Solana is a reverse bet on single-chip public chains. So far, most public chains have been single-chip, but few public chain projects plan to remain single-chip forever as they seek to improve scalability. For example, Avalanche plans to launch subnets to segment block space requirements to isolated applications that rely on a limited sample from the main validator set. Ethereum seems to be doubling down on a modular stack expansion approach. However, Solana chooses to continue with a single-chip approach and bets that hardware plus its unique protocol design will be able to handle the rapid growth in block space requirements. While the single-chip approach is most elegant for sharing state between different applications built on the same chain, it is unclear whether this approach is feasible as Solana's user base is expected to increase by 100 times and become mainstream. Jevan's paradox may become a challenge that the blockchain industry finds difficult to overcome, and the single-chip approach is least suited to address this trend.

Frequent outages for Solana are the biggest risk to its long-term survival. Ultimately, the insight this brings us is whether it is better to have 100% uptime but an unstable user experience, or 99% uptime but consistently good user experience. However, it is worth noting that Solana has experienced interruptions at inopportune times, such as when traders need to top up collateral to avoid liquidation. As public chains are widely used in the DeFi space, involving billions of dollars in funds, it is difficult to say that any downtime is acceptable. Some argue that it is acceptable, pointing out that in Web2, server downtime maintenance is common practice. Nevertheless, the Solana team is working hard to address this issue, and only time will tell whether their latest protocol adjustments will ultimately resolve these recurring outage issues.

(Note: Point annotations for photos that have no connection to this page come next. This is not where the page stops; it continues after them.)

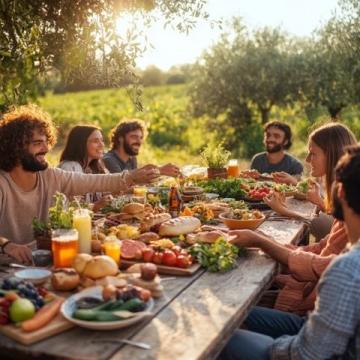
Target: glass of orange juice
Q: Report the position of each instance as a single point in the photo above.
(64, 246)
(233, 168)
(112, 248)
(140, 190)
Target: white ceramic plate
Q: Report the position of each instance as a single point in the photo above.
(34, 275)
(69, 306)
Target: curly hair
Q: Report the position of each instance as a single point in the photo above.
(285, 128)
(16, 130)
(123, 128)
(76, 148)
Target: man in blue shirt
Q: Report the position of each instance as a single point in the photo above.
(277, 139)
(332, 330)
(126, 139)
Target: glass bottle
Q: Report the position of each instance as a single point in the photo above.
(174, 202)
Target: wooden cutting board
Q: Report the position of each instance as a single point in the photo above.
(162, 269)
(56, 326)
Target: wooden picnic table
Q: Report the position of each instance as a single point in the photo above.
(193, 320)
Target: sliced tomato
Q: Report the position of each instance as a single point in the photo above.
(169, 258)
(148, 254)
(157, 258)
(183, 261)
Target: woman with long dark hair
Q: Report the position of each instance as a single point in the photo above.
(304, 264)
(83, 152)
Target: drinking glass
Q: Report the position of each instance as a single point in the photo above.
(64, 244)
(233, 168)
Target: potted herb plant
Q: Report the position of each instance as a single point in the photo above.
(216, 157)
(60, 216)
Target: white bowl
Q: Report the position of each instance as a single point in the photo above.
(34, 275)
(69, 307)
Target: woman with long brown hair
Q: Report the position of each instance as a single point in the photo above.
(304, 264)
(83, 152)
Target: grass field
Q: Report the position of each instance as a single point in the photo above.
(174, 135)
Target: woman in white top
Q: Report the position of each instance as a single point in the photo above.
(83, 152)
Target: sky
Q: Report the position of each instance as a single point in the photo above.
(296, 17)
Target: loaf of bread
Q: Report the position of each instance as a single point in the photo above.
(153, 220)
(179, 226)
(207, 237)
(65, 279)
(133, 208)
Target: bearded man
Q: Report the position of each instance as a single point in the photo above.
(28, 184)
(277, 139)
(126, 139)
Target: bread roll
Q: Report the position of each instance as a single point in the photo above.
(100, 266)
(153, 220)
(179, 226)
(133, 208)
(148, 237)
(65, 279)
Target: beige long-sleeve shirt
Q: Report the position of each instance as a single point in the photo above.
(19, 207)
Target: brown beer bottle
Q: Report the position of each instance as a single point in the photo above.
(174, 202)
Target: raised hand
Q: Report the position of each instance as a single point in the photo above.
(284, 178)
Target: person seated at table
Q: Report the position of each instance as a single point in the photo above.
(304, 265)
(278, 139)
(332, 330)
(126, 139)
(27, 184)
(83, 153)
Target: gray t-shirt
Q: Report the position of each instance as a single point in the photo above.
(115, 165)
(289, 164)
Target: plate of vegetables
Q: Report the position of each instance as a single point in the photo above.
(242, 219)
(93, 309)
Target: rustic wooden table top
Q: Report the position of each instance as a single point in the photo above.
(193, 320)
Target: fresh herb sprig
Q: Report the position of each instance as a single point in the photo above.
(218, 257)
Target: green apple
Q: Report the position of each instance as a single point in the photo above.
(21, 310)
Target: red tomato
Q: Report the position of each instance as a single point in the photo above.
(169, 258)
(157, 258)
(148, 254)
(176, 249)
(183, 261)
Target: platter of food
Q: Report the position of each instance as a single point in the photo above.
(242, 219)
(107, 308)
(28, 313)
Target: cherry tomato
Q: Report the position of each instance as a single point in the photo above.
(169, 258)
(148, 254)
(157, 258)
(176, 249)
(183, 261)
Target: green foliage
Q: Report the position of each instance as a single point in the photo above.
(215, 156)
(229, 188)
(80, 39)
(220, 256)
(61, 214)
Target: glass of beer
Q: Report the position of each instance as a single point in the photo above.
(112, 248)
(64, 245)
(233, 168)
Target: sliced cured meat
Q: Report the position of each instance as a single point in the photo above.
(132, 249)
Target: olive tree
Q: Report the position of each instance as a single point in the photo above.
(78, 38)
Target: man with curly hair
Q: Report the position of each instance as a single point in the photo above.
(126, 139)
(27, 184)
(276, 161)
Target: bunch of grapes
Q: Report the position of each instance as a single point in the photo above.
(26, 290)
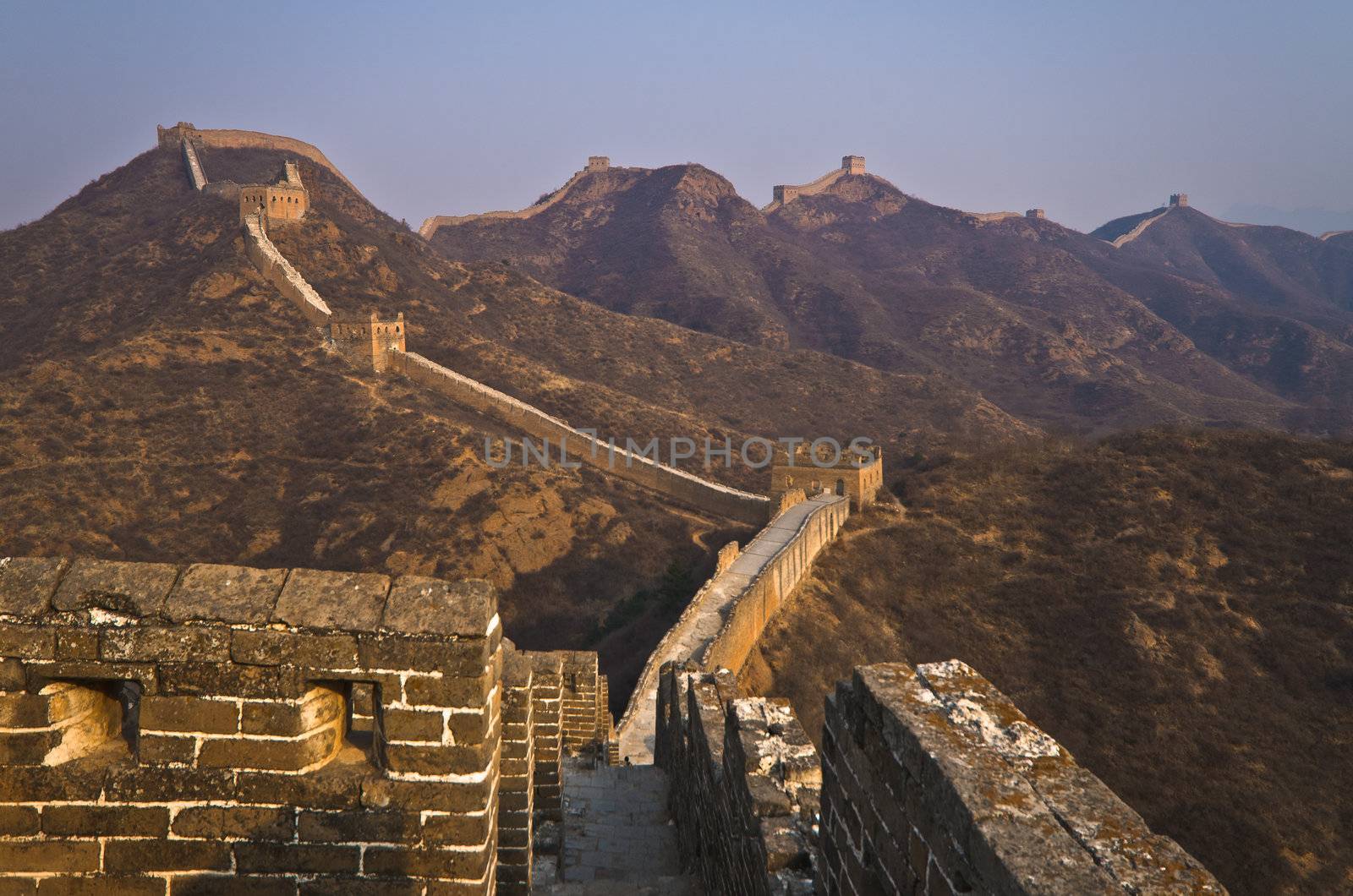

Solana is leading the development direction of NFT and GameFi outside of Ethereum. With its consistently low transaction fees, Solana has achieved a great deal of success in the NFT and GameFi fields (StepN is a good example of combining these two areas). With the influx of liquidity into the Solana ecosystem, trading within these economies, and compared to other public chains, Solana's powerful DeFi products (in the form of deep liquidity pools) may increase its capital allocation moat in this area. Users earning DUST dollars using DeGod NFT and GMT in STEPN may be more willing to deposit these accrued income into USDC on Phantom, rather than flocking to another GameFi or NFT application on another chain. This effect can be compared to the gaming industry, where the conversion cost of existing manufacturers' users such as PlayStation and Xbox is high, and ultimately relies on exclusive games to retain user base. As long as Solana can provide killer applications in NFT and GameFi, it can control a larger retail user base, and even with shiny new incentives such as higher returns, these users will not be eager to move to other chains. Compared to wallet address metrics, TVL metrics may best reflect this point. Retail users hold less funds, but their influence is still reflected in wallet activity, enough to convince developers to choose Solana over other public chains when providing innovative product ideas.